Lucky Duck has been on a strong growth trajectory since it was launched by Vergonjeanne in 2016, expanding into the US two years later, France in 2019, Poland in 2020 and Italy in 2022.

The company now employs more than 60 people in addition to contractors, and had revenues of €50m last year, Vergonjeanne said in an interview this week with Board Games Insider.

Lucky Duck has found success with Kickstarters including Chronicles of Crime, a digital hybrid board game which raised almost $800,000, and its follow-up Millennium Series bundle which pulled in more than $1m.

The company picked up almost $2m for its Kingdom Rush: Rift in Time crowdfunding campaign in 2019, and has also made a name of itself as a publisher of games such as Flamecraft and localised European versions of big name games such as Dune Imperium, Too Many Bones and Cascadia.

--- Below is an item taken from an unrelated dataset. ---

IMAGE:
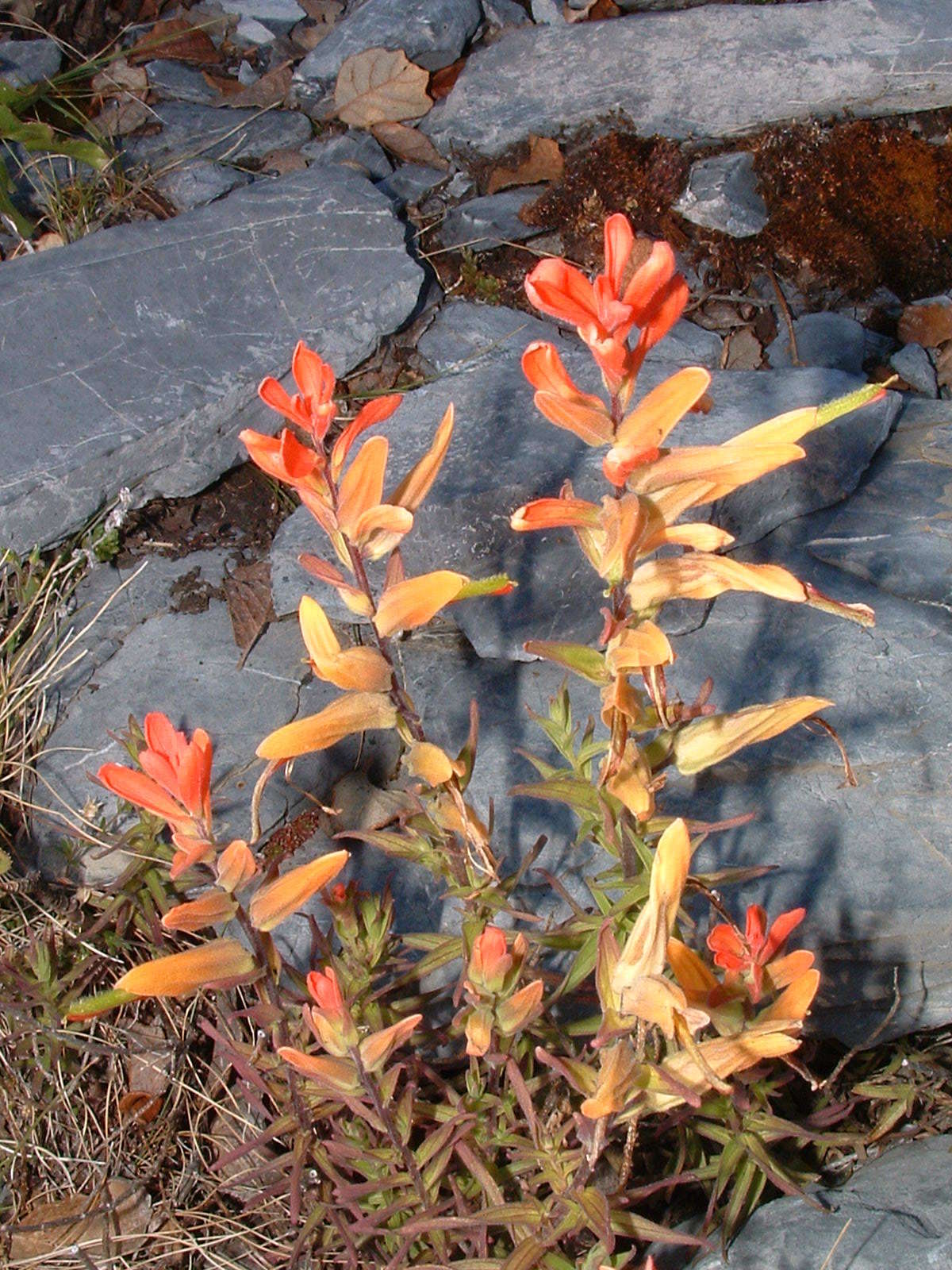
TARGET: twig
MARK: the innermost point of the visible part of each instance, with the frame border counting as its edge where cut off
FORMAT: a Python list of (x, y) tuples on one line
[(873, 1035)]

The company’s use of digital elements in its games is no surprise given Vergonjeanne’s background running a pair of video game developers prior to creating Lucky Duck – and he told Board Games Insider the buyout would most likely see them building “Goliath Digital”.

Scott Morris, chief sales and marketing officer at Lucky Duck, told Board Games Insider, “I’ve been through a lot of personal acquisitions in my past in other companies – I worked for a tech company that went through 13 different acquisitions of software and hardware companies, and there’s generally two types of acquisitions.

“There’s one where you’re acquiring someone for their IP, which is generally a tougher one because it usually means loss of people and it usually means they’re just buying the actual intellectual property of a piece of software of an item or something like that.

“And then there’s an acquisition of people and of knowledge and capabilities, and that’s what this really is. When you look at Goliath as a company they have Goliath Games, which is the games that they’re known for from a family and kids perspective, they have a party games division, and they have a company called Pressman they bought a couple of years ago – traditional games, backgammon etc.”

“..but they haven’t been able to break into strategy games… it’s not the same thing, it’s not easy. The strategy board games market, the hobby retail market is very, very different.”

Vergonjeanne said in a press statement, “Goliath’s entrepreneurial spirit perfectly aligns with ours. This partnership empowers us to continue investing in cutting-edge strategy games while leveraging Goliath’s expansive global distribution network to reach an even broader audience of tabletop gamers.”

He added in a Facebook post, “A family owned toy-focused worldwide publisher, with who we found a deep complementary partnership, from our people’s skills to the type of products we have learn to find and publish.

“Not only is it the best possible next move for Lucky Duck Games, but on a more personal note this is a meaningful moment for me too. Looking forward to the many opportunities this new chapter will bring.”